From Len Hutton to Geoff Boycott, Yorkshire has provided the country with some of its greatest ever players. Headingley has been host to some of its greatest ever games.
Yet over the last 14 days the White Rose has wilted.
Taj Butt and James Buttler are both former employees of the club.
Both have followed the Azeem Rafiq racism scandal with great interest and see this as an opportunity to reset and bring in a new era for Yorkshire County Cricket Club.
Mr Buttler said he has spoken to Azeem over the last 15 months and at times he has been 'really down' but that he has show 'incredible strength to continue battling.'
At a press conference last week new chairman Lord Kamlesh Patel promised change.
"We're ready to listen, we're ready to believe and we're ready to change," he said.
But according to experts its reform not rhetoric that he will be judged on.
Amanda Coleman, a crisis communication consultant said:"It's a long road ahead and I think the key bit is really to get everything out there, really open themselves up, let people see that they are going to significantly change and it's not just just a rebrand but a fundamental institutional change right the way through."
Yorkshire is a club steeped in history and tradition. A club built on glories of the past.
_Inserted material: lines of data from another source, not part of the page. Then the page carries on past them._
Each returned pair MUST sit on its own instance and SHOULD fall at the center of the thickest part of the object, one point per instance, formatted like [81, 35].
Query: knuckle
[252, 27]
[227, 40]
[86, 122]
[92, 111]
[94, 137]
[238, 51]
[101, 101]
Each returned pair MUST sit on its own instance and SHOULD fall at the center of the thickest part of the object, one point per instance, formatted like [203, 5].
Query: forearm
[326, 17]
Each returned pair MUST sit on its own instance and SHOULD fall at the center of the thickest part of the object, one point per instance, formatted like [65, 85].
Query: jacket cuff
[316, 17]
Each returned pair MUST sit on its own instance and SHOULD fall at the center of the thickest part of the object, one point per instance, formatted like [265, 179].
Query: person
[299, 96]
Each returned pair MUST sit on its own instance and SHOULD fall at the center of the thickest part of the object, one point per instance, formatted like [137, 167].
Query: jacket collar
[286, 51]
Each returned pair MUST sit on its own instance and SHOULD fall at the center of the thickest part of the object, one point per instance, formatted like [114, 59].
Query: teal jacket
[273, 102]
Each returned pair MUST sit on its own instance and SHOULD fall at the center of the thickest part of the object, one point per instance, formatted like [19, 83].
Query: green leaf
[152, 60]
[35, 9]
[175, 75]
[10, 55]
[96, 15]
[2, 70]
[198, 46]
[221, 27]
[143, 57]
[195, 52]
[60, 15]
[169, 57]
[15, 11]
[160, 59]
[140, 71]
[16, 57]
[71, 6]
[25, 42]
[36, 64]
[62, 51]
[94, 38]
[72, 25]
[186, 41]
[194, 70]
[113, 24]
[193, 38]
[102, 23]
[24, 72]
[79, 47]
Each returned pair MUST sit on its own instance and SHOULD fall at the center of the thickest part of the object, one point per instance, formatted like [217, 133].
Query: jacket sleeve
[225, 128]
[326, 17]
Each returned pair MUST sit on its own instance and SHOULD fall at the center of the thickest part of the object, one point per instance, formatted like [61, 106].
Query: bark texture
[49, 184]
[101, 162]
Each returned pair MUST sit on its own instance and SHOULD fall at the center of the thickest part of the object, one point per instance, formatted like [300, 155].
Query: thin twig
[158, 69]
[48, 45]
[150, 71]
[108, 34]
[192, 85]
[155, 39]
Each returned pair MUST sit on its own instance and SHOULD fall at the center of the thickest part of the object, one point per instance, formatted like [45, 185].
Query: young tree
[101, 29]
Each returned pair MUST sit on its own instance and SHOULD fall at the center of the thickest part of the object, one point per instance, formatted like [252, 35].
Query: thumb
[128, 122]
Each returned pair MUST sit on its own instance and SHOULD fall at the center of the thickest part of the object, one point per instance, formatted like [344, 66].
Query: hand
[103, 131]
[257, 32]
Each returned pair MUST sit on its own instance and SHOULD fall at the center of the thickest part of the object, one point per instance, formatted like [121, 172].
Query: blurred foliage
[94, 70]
But it is only through learning lessons from the present that in the future the White Rose can bloom once again.
Following the Digital, Culture, Media and Sport Select Committee hearing today, the Club made the following statement:
Professor The Lord Patel of Bradford OBE said: "This is an incredibly difficult day for all associated with Yorkshire County Cricket Club.
“The emotion of Azeem Rafiq’s compelling testimony at the Select Committee today was plain to see, and his experiences are harrowing and upsetting.
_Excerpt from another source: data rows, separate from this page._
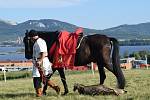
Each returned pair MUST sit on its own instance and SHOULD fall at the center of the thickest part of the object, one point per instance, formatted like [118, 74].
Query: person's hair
[32, 33]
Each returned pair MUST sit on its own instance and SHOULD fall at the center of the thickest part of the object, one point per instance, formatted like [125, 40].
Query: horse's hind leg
[63, 79]
[101, 72]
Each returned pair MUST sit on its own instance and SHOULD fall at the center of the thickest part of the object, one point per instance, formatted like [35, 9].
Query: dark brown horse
[96, 48]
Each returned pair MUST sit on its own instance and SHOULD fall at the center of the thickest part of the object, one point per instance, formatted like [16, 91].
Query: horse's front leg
[101, 73]
[63, 79]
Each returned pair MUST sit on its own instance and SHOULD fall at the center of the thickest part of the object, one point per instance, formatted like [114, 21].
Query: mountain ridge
[10, 31]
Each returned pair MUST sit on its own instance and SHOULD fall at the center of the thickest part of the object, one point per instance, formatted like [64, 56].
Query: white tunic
[38, 47]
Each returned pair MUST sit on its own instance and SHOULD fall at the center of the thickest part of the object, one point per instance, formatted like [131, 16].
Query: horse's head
[28, 43]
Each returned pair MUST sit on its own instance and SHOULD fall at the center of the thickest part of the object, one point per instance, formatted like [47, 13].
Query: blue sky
[96, 14]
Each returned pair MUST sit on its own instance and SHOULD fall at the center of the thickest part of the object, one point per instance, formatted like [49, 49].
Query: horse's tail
[116, 64]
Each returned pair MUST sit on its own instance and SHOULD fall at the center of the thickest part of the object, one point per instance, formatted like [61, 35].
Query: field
[137, 85]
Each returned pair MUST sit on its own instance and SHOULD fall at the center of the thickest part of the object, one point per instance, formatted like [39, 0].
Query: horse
[96, 48]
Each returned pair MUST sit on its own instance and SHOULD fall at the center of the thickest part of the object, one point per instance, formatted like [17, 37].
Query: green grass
[137, 85]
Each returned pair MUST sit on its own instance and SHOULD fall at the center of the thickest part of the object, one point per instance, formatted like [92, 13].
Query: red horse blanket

“Azeem’s courage in speaking up should be praised, and nobody should underestimate how difficult it would have been to relive all of this in public. His wish to bring a ‘voice to the voiceless’ should be an inspiration to provoke real change in the sport.
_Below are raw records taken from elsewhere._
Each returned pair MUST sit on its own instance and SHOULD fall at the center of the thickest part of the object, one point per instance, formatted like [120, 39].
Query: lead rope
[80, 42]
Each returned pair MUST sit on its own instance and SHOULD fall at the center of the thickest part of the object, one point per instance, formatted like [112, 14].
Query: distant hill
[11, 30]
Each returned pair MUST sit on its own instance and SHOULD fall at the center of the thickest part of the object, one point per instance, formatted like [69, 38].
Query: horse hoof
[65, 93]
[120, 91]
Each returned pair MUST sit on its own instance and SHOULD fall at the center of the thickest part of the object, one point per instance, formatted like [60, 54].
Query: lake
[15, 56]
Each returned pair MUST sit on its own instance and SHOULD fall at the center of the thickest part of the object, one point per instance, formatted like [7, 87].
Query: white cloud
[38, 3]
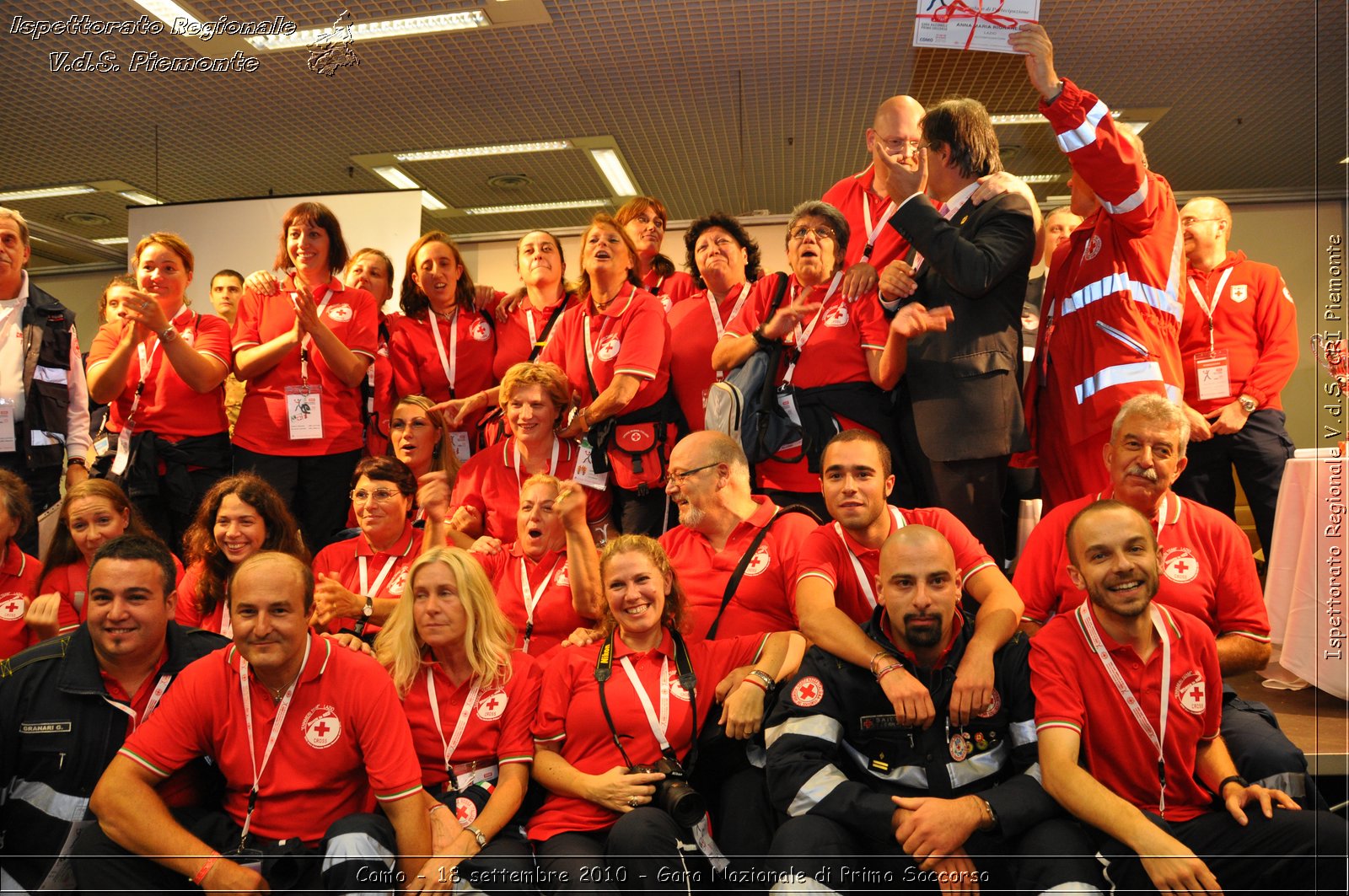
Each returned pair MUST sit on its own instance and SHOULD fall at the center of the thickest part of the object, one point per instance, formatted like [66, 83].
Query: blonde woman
[470, 702]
“I repeat our apology to Azeem for what he has gone through, it should never have happened and that is something that the Club has to recognise.
“It is becoming ever clearer since I joined this Club that what happened with the investigation into Azeem’s allegations was fundamentally flawed and unacceptable. The processes and subsequent actions taken by the Club have rightly been criticised.
“There is no quick fix to the clear problems which have been identified, and the issues are complex, not least the charge of institutional racism which must be addressed head on. Azeem noted that this is not about individuals, but rather the structure and processes of the Club, and we need to tackle this. It is clear that we have good people at Yorkshire County Cricket Club and that gives me hope that we can. I am struck by the concept of ‘White Rose’ values and what that means: I want to say firmly that our values at this Club cannot be in any way rooted in racism, discrimination or abuse of any kind.
“I agree with Azeem that we are only at the start of a journey, which will take time. At the heart of this is listening, and going through our past – including the Fletcher Report – as well as examining our culture and taking positive steps to build to a better future, such as the progression from grass roots to the professional game. We need to own the issues collectively as a Club, and cannot hide from what has been spotlighted.
“As well as the set-up of the independent whistleblowing hotline, we are committed to taking further action in response, and will communicate these steps transparently."